The US government has underlined the high priority it still gives to veteran drug lord Rafael Caro Quintero by including his common-law wife among alleged traffickers listed within the Kingpin Act.
According to a statement released on Wednesday by the treasury department, Diana Espinoza Aguila, also known as Altagracia Espinoza Aguila, "acts on behalf" of Caro Quintero "by holding certain assets and conducting activities on his behalf."
Caro Quintero, considered one of the pioneers of Mexican drug trafficking, spent 28 years of a 40-year sentence in a Mexican jail for the 1985 torture and murder of DEA agent Enrique "Kiki" Camarena. His early release in August 2013 on a technicality triggered a storm of protest from the US, and fury within the DEA where he is hated with particular intensity.
The 63-year-old is now, once again, a fugitive from Mexican justice. The DEA is also currently offering a $5 million reward for information leading to his recapture.
The treasury department claims that Espinoza met Caro Quintero while the two were both in jail. She was arrested, it says, in 2008 with her then husband, a Colombian drug trafficker, and was convicted of trafficking and money laundering herself.
The statement does not say when Espinoza was released from jail and became, according to DEA Deputy Administrator Jack Riley "a key enabler and facilitator for Caro Quintero and his vicious global drug trafficking and money laundering regime."
Shortly prior to his release from jail and disappearance, the treasury department surprised many by claiming that Caro Quintero remained a major force in Mexico's drug trafficking scene by including several of his relatives in the Kingpin Act. The act bans any US citizen or company from financial relations with individuals or companies linked to the people it lists.
Caro Quintero was one of the founders of the Guadalajara cartel in the 1970s, considered to be Mexico's first real drug trafficking organization and which had close ties to Pablo Escobar.

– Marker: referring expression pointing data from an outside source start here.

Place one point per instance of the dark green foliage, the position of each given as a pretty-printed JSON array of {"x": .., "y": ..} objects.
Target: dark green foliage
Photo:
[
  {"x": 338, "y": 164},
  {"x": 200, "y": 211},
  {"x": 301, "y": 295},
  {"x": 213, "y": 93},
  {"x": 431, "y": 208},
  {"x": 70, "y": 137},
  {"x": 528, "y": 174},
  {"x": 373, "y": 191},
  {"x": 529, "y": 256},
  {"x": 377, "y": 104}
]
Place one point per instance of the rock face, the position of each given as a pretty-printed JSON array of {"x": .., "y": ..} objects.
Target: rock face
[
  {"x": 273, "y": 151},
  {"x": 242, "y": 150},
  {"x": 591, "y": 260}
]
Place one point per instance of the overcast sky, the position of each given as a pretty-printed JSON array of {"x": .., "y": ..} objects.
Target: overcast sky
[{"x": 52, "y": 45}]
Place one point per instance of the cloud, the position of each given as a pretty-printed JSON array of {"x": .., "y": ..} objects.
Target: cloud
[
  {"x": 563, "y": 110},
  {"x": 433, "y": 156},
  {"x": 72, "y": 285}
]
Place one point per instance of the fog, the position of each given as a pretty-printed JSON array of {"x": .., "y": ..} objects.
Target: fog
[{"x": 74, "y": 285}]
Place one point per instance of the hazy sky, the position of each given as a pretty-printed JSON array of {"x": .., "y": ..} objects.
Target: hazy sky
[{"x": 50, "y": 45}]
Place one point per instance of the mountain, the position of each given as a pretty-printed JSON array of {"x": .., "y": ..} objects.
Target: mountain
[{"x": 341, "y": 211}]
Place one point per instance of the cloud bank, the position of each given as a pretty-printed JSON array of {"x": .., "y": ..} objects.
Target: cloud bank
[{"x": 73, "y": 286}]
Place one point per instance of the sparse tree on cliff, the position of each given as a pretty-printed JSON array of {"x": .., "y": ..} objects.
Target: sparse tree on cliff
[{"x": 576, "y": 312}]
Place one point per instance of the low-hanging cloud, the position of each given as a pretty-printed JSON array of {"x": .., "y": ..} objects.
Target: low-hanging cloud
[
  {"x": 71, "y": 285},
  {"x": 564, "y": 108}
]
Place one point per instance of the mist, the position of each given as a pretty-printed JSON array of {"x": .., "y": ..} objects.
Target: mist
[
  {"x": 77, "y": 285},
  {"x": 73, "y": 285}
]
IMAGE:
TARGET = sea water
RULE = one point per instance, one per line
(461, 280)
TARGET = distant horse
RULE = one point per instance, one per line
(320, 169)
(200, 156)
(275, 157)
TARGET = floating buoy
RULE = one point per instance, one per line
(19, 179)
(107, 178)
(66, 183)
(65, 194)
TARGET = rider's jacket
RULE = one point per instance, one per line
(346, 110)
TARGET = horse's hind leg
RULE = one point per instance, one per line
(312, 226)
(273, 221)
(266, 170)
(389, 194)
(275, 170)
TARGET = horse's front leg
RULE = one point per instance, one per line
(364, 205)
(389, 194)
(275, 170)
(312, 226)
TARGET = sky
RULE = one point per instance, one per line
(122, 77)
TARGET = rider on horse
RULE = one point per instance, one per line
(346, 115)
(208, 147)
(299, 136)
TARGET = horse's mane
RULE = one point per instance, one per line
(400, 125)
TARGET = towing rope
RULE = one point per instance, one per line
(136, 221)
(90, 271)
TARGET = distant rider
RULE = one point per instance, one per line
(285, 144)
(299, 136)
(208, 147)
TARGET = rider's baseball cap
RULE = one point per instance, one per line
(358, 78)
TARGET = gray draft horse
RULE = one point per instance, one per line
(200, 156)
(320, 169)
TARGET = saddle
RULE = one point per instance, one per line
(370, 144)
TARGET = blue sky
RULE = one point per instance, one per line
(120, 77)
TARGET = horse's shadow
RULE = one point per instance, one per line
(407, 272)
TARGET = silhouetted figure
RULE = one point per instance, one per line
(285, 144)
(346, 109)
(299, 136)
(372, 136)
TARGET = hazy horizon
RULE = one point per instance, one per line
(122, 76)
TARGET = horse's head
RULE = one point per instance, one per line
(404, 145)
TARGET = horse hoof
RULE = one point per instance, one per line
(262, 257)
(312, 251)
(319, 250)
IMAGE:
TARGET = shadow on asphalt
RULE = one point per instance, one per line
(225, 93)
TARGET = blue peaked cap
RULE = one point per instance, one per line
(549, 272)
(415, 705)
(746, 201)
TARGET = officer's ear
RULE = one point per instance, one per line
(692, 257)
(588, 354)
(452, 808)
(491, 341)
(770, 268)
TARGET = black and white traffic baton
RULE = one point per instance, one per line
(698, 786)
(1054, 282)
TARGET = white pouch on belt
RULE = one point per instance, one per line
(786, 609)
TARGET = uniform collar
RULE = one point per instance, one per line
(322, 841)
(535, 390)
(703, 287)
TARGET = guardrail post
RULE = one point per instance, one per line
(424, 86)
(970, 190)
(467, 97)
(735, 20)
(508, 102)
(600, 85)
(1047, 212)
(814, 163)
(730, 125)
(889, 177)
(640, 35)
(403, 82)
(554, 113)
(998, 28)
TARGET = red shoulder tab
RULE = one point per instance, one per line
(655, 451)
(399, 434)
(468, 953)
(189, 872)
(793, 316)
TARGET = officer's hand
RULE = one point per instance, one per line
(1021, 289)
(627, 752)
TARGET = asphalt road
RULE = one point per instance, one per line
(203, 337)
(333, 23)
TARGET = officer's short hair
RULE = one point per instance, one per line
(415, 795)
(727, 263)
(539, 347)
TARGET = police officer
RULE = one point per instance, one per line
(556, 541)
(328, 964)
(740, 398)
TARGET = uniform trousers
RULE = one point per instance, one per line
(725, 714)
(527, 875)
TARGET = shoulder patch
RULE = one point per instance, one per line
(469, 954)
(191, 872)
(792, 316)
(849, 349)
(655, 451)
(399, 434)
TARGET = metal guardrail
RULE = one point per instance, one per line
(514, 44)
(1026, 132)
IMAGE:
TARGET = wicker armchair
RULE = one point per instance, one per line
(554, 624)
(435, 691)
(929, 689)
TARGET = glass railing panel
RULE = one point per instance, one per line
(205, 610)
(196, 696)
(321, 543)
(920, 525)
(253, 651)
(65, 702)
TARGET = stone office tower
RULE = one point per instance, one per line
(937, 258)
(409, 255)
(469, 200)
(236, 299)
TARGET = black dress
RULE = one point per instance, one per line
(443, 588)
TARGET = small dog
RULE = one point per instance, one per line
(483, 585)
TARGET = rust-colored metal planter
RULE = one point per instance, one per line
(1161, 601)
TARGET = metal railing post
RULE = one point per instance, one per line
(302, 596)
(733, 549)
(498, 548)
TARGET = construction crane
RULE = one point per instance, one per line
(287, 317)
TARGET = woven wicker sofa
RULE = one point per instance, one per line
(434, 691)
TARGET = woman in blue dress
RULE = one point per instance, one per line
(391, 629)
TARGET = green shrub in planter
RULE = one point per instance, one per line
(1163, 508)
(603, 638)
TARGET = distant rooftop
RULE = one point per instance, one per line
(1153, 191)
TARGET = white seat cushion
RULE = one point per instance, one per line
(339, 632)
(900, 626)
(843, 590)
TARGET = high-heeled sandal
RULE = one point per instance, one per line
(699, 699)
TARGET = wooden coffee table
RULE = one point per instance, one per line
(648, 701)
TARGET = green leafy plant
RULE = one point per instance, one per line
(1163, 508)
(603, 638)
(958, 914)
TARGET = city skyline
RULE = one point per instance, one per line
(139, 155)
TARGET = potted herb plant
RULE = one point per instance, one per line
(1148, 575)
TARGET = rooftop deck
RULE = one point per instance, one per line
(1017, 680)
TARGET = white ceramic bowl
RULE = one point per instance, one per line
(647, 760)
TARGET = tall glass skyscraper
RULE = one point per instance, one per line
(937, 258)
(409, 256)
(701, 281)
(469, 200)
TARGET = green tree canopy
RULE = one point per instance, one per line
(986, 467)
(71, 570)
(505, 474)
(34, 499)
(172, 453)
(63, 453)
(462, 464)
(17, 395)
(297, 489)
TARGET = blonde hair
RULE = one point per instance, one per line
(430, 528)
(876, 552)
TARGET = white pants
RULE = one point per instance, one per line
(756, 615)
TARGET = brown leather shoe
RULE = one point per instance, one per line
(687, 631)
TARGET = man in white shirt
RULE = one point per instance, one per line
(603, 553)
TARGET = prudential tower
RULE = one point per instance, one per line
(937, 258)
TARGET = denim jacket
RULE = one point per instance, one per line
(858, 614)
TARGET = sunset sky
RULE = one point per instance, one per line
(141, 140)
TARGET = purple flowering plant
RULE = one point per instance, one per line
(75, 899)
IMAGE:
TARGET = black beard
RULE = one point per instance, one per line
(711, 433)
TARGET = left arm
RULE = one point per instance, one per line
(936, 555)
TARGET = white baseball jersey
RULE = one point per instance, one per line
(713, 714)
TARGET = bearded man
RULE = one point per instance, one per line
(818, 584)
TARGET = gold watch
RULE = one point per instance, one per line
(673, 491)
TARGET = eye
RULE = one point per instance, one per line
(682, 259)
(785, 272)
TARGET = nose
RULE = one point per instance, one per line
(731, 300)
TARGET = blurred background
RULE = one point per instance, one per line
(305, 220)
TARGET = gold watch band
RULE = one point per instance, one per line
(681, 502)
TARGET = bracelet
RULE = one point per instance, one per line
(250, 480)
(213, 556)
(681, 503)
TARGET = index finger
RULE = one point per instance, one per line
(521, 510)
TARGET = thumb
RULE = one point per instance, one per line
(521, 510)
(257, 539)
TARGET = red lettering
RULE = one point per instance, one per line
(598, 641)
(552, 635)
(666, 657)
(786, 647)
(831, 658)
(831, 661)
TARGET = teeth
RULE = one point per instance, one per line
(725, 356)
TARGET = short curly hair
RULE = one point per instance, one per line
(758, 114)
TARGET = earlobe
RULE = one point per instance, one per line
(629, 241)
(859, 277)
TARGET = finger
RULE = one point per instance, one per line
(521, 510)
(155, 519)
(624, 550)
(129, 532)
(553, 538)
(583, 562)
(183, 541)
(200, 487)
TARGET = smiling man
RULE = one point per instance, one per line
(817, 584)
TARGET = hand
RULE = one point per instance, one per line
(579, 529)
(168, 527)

After the Guadalajara cartel fell apart in the early '90s, many of its younger members went on to form their own organizations — including the Sinaloa cartel, the Juarez cartel in Ciudad Juárez, and the Arellano Felix organization in Tijuana.
Since leaving prison, the veteran drug lord has reputedly regained his status as an on-the-ground player in the Sinaloa cartel, thanks to his tutelage of Joaquín "El Chapo" Guzmán and Ismael "El Mayo" Zambada in the '70s and '80s.
El Chapo Guzmán is currently incarcerated in a Mexican prison in Juárez just across the border from Texas. He has been in prison since he was arrested in January after a massive manhunt unleashed after his spectacular jailbreak six months before. He was moved there early Saturday morning amidst speculation that he may soon be extradited.
El Mayo Zambada remains a fugitive with a huge reward for his capture.